Mansur Muhtar (born 21 September 1959) is a Nigerian economist who served as Minister of Finance in the cabinet of President Umaru Yar'Adua from 17 December 2008 to March 2010 when acting president Goodluck Jonathan dissolved his cabinet.

==Early life and education==
Muhtar was born on 21 September 1959, in Kano. He attended King's College, Lagos, and then Ahmadu Bello University, Zaria where he obtained a B.Sc. Economics in 1980. He earned a master's degree in economics and politics of development from the University of Cambridge, United Kingdom in 1983, and a PhD in economics from the University of Sussex, Brighton in February 1988. Muhtar was head of the department of economics and a lecturer at Bayero University, Kano, from 1988 to 1990.

==Career==
===Early beginnings===
Muhtar worked at the Central Bank of Nigeria as an Assistant Economist (1980–81), and as a graduate assistant/assistant lecturer, in 1981 and 1982 at Bayero University, Kano.

Muhtar was special adviser/assistant to the minister of Agriculture and Natural Resources (1990–1992). He worked at the World Bank (1992–2000) in various roles.

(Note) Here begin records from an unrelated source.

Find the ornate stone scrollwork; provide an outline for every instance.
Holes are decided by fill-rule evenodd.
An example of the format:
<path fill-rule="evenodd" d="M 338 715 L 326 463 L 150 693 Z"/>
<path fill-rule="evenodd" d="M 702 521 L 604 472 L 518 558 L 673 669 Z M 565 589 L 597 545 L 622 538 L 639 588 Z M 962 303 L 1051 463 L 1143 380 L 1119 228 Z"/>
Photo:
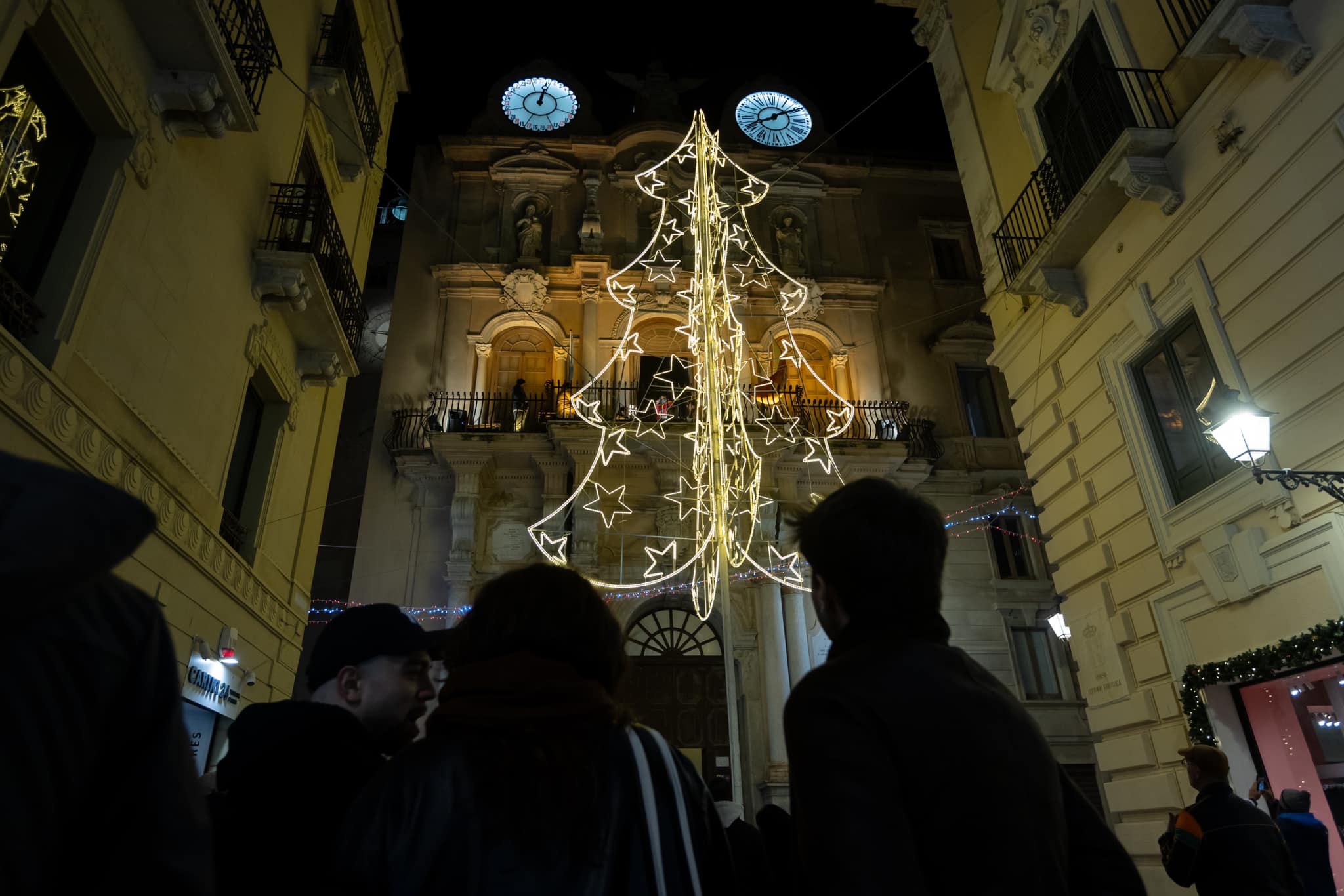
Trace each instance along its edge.
<path fill-rule="evenodd" d="M 550 278 L 528 267 L 519 267 L 515 271 L 509 271 L 500 290 L 500 305 L 508 305 L 524 312 L 544 310 L 551 304 L 551 297 L 547 294 L 550 282 Z"/>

He was a deputy general manager at the United Bank for Africa between July 2000 and March 2001, and later was executive director at African Development Bank in Tunis.

===Minister of Finance, 2008–2010===
Muhtar was appointed minister of finance in the cabinet of President Umaru Yar'Adua on 17 December 2008. In cabinet reshuffle in 2010, he was replaced.

===World Bank, 2011–2014===
Muhtar served as executive director of the World Bank from 2011 to 2014. His appointment to this full-time position in Washington was a result of the creation of an additional seat for Africa on the board of the World Bank Group; Africa subsequently had three seats on the board from November 2010. Mansur's duties on the board included setting strategic directions and approving policies and programmes of the World Bank Group in the member states, approving internal policies including human resources and oversight of matters related to the functioning of the group's duties.

===Islamic Development Bank, 2014–present===
In 2014 Muhtar moved to Jeddah, Saudi Arabia, where he became vice president of country operations of the Islamic Development Bank. In 2023, United Nations Secretary-General António Guterres appointed him as one of 22 members of the Scaling Up Nutrition (SUN) Movement's lead group.